Noem ran the U.S. Department of Homeland Security from January 2025 to March 2026, a period that saw the rapid expansion of mass detention camps for migrants, aggressive ICE raids in American cities, and the agency's handling of the shootings of Renee Good and Alex Pretti by ICE officers in Minneapolis.
She was removed from the role after bipartisan criticism of a $220 million DHS ad campaign that prominently featured her, and President Donald Trump moved her to a new post as "Special Envoy for the Shield of the Americas."
NovaRed has also recently appointed retired U.S. Army Military Intelligence Colonel Mark A. Calabrese to its advisory board, and holds a pending U.S. patent for an AI-powered mining exploration platform tied to copper claims near Princeton.
That a BC company would actively court a senior figure from the Trump administration, one who personally oversaw the construction of concentration camps for migrants, while that same administration wages open tariff warfare against Canadian industry, is a choice worth scrutinizing closely.
Critical minerals are strategic public resources, and who advises BC mining companies on policy and investment is very much a public-interest question.

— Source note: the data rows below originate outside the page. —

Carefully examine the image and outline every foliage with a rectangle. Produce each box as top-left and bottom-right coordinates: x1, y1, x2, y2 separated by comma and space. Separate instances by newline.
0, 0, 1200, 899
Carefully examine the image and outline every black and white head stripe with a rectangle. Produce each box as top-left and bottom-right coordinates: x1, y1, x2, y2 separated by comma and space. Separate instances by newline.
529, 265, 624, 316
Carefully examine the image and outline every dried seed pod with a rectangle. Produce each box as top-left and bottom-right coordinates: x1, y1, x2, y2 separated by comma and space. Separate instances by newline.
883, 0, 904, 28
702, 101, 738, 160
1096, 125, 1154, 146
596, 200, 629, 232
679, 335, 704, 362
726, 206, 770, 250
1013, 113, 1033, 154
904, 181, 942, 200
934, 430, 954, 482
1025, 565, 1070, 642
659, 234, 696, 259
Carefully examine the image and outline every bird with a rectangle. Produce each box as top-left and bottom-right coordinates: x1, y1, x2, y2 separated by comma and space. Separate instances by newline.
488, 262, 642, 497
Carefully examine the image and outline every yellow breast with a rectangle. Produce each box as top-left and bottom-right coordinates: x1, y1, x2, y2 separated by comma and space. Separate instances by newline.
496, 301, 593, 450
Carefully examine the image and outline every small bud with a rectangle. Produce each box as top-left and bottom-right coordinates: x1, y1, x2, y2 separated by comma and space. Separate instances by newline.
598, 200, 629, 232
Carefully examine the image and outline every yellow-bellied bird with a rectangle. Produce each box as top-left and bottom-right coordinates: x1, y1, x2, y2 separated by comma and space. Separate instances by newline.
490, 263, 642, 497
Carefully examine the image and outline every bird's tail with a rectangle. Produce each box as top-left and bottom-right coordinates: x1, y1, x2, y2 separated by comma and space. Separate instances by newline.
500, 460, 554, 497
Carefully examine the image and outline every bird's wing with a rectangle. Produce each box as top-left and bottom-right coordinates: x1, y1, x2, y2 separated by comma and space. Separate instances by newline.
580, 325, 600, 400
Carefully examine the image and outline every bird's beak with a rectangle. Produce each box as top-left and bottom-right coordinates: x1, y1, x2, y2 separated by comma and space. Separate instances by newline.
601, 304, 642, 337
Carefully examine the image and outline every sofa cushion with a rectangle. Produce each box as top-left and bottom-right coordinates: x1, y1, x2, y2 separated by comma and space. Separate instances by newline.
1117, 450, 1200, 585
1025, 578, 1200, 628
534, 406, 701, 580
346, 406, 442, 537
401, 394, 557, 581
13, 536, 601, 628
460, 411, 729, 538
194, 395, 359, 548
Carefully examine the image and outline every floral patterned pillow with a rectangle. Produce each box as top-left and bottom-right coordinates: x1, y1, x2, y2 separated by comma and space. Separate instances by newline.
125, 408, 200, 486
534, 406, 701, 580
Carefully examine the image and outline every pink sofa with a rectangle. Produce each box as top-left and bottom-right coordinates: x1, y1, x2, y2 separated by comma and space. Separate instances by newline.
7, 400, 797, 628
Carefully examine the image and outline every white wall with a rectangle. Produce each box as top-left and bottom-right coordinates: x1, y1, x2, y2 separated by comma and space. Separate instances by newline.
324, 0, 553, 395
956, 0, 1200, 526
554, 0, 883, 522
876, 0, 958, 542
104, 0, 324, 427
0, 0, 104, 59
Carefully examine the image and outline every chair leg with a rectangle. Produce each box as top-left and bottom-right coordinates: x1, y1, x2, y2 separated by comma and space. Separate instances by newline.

Canucks Bringing Development Camp to Abbotsford

The Vancouver Canucks are bringing their annual development camp to Abbotsford, with the event running June 30 to July 2 at Rogers Forum.
Fans can take in much of the camp for free, making it one of the more accessible hockey events in the Fraser Valley this summer.
It is a chance to catch an early look at the organization's prospects before the 2026-27 season gets underway.
Vancouver Giants' Lin and Preston Emerge as First-Round NHL Draft Contenders

Langley's Vancouver Giants have two skaters generating serious first-round buzz ahead of the 2026 NHL Draft. Defenceman Ryan Lin is ranked in the top 15 on eight different draft rankings, while winger Mathis Preston lands in the top 20 on five.
Lin, ranked as high as 9th overall by Hockey Prospecting and 10th by The Athletic's Scott Wheeler, has been called "the smartest defenseman in this draft and arguably its most well-rounded." Multiple scouts project him as a top-pair NHL defender.
Preston, ranked 9th overall by The Hockey News, is described as "the king of upside in this class," with an NHL-ready shot that few players his age can claim. A strong showing at the IIHF U-18 Worlds for Canada boosted his stock heading into draft week.
Both players suited up for the Giants at the Langley Events Centre this past season, and their draft positions could bring significant profile to the franchise.